First, we remove NaN's and \\N values from the dataset, but only where it matters, i.e. at IATA (airport code), latitude, longitude, country and city

In [181]:
import pandas as pd

cols = ["id", "city", "country", "IATA", "ICAO", "latitude", "longitude", "altitude", "timezone", "DST", "Tz database time zone", "type", "source"]
cols_to_remove = ["ICAO", "altitude", "timezone", "DST", "Tz database time zone", "type", "source"]
airports = pd.read_csv('data/airports.csv', index_col=0, names=cols, header=None)
airports = airports.drop(cols_to_remove, axis=1)
print(len(airports))

subset = ["IATA", "latitude", "longitude", "country", "city"]
airports = airports.dropna(subset=subset)
for col in subset:
    airports = airports[airports[col] != "\\N"]

7698


Next, we make a dictionary mapping from country to continent, such that we can add continent to the above dataframe.

In [182]:
continents = pd.read_csv('data/continents.csv')
## make a dictionary of country to continent
country_to_continent = {}
for index, row in continents.iterrows():
    country = row['Entity']
    country_to_continent[row['Entity']] = row['Continent']
    
## show the first 5 entries of the dictionary
dict(list(country_to_continent.items())[0:5])

{'Abkhazia': 'Asia',
 'Afghanistan': 'Asia',
 'Akrotiri and Dhekelia': 'Asia',
 'Aland Islands': 'Europe',
 'Albania': 'Europe'}

Similarily, we make a dictionary that maps from country to BNP, such that this can be added to the dataframe aswell. 
We only consider BNP from 2015, since this also around the time that the reviews are  gathered. 

In [183]:
BNP_per_capita = pd.read_csv('data/gdp-per-capita-worldbank.csv')
BNP_per_capita_2015 = BNP_per_capita[BNP_per_capita["Year"] == 2015]
## make a dictionary of country to BNP per capita
country_to_BNP_per_capita = {}
for index, row in BNP_per_capita_2015.iterrows():
    country = row['Entity']
    country_to_BNP_per_capita[country] = row['GDP per capita, PPP (constant 2017 international $)']
## see first 5 entries of the dictionary
dict(list(country_to_BNP_per_capita.items())[0:5])

{'Afghanistan': 2108.714,
 'Albania': 11880.598,
 'Algeria': 11751.634,
 'Angola': 7967.104,
 'Antigua and Barbuda': 19345.018}

The data of continents/BNP comes from Our World In Data (owid), and it doesn't match with the country names from the airport dataset. Therefore, we manually have to fix these names. 

In [184]:
countries_from_airports = airports['country'].unique()
countries_from_continents = continents['Entity'].unique()
countries_from_BNP = BNP_per_capita_2015['Entity'].unique()
## make a set of unique countries from continents and BNP
unique_countries = set(countries_from_continents).union(set(countries_from_BNP))
unique_countries = list(unique_countries)

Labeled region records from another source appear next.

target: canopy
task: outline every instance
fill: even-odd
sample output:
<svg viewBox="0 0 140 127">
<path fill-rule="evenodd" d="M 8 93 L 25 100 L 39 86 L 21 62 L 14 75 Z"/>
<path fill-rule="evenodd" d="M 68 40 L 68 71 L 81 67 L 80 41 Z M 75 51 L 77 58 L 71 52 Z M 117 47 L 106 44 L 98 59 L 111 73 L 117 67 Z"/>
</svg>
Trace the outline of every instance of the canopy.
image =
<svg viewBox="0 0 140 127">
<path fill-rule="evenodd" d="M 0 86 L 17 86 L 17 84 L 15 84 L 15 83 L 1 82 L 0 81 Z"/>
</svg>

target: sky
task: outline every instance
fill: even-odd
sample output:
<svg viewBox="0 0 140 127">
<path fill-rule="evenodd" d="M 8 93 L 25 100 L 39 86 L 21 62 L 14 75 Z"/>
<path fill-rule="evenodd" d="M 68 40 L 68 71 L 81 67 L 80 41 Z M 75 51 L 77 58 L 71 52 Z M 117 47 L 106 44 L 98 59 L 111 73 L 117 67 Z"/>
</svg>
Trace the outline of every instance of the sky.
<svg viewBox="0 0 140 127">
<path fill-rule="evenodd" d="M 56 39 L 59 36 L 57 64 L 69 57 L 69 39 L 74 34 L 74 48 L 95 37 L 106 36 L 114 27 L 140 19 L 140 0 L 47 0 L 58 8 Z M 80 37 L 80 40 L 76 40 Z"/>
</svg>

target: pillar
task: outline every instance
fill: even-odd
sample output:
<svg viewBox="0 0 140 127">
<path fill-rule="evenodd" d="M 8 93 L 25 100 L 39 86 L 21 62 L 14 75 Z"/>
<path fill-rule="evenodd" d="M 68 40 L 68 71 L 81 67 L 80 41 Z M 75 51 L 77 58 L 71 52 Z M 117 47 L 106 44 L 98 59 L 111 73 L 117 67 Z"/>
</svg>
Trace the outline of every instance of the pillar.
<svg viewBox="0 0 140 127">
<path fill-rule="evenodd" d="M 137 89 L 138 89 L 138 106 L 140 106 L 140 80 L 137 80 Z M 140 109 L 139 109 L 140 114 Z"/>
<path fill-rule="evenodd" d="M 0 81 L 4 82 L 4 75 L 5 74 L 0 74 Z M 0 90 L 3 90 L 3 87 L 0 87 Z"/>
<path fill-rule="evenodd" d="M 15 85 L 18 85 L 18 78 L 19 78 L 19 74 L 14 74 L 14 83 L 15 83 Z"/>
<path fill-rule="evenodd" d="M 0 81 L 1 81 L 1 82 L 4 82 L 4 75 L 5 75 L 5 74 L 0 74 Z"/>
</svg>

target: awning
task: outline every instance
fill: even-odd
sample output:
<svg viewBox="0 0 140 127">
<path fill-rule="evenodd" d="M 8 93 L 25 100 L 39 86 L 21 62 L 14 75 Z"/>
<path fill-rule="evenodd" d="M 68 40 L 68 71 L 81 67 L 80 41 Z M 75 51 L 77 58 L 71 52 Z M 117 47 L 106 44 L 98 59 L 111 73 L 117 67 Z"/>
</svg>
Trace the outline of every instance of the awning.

## find the countries that are in airports but not in continents
print("These names should be fixed:")
for country in countries_from_airports:
    if country not in unique_countries:
        print(country)
        
def fix_country_name(name : str) -> str:
    """
    Function for matching up the country names in the airports dataset with the country names in the continents dataset.
    """
    
    if name[:5] == "Congo":
        return "Congo"
    
    if name == "Czech Republic":
        return "Czechia"
    
    if name == "Macedonia":
        return "North Macedonia"
    
    if name == "Swaziland":
        return "Eswatini"
    
    if name == "Micronesia":
        return "Micronesia (country)"
    
    if name == "Burma":
        return "Myanmar"
    
    if name in ["Midway Islands", "US Virgin Islands", "Virgin Islands", "Johnston Atoll", "Wake Island"]:
        return "United States"
    
    if name == "Macau":
        return "China"
    
    if name == "Cocos (Keeling) Islands":
        return "Australia"
    
    if name == "Russian Federation":
        return "Russia"
    
    return name

These names should be fixed:
Congo (Brazzaville)
Congo (Kinshasa)
Swaziland
Czech Republic
Macedonia
Midway Islands
Micronesia
Virgin Islands
Macau
Burma
Johnston Atoll
Cocos (Keeling) Islands
Wake Island


In [189]:
## make a new column in the airports dataset with the continent
airports['continent'] = airports['country'].apply(fix_country_name).map(country_to_continent)
## same for the BNP per capita
airports['BNP per capita'] = airports['country'].apply(fix_country_name).map(country_to_BNP_per_capita)
## if the BNP is a nan, fill it with the mean
airports['BNP per capita'] = airports['BNP per capita'].fillna(airports['BNP per capita'].mean())
## save the dataset
airports.to_csv('data/airports_cleaned.csv')

In [177]:
from fuzzywuzzy import process
from tqdm import tqdm
from functools import cache
tqdm.pandas()

def format_name(name):
    name = name.replace("-", " ")
    ## make first letter in each word uppercase
    name = " ".join([word.capitalize() for word in name.split()])
    return name

@cache
def match_name(name, candidates):
    name = format_name(name)
    if name in candidates:
        return name
    
    ## get the best match
    match, score = process.extractOne(name, candidates)
    if score > 90:
        return match
    
    return None

airportreviews = pd.read_csv("data/airportreviews.csv")
cols_to_keep = ["airport_name", "recommended", "content"]
airportreviews = airportreviews[cols_to_keep]
airportreviews = airportreviews.dropna(subset=cols_to_keep)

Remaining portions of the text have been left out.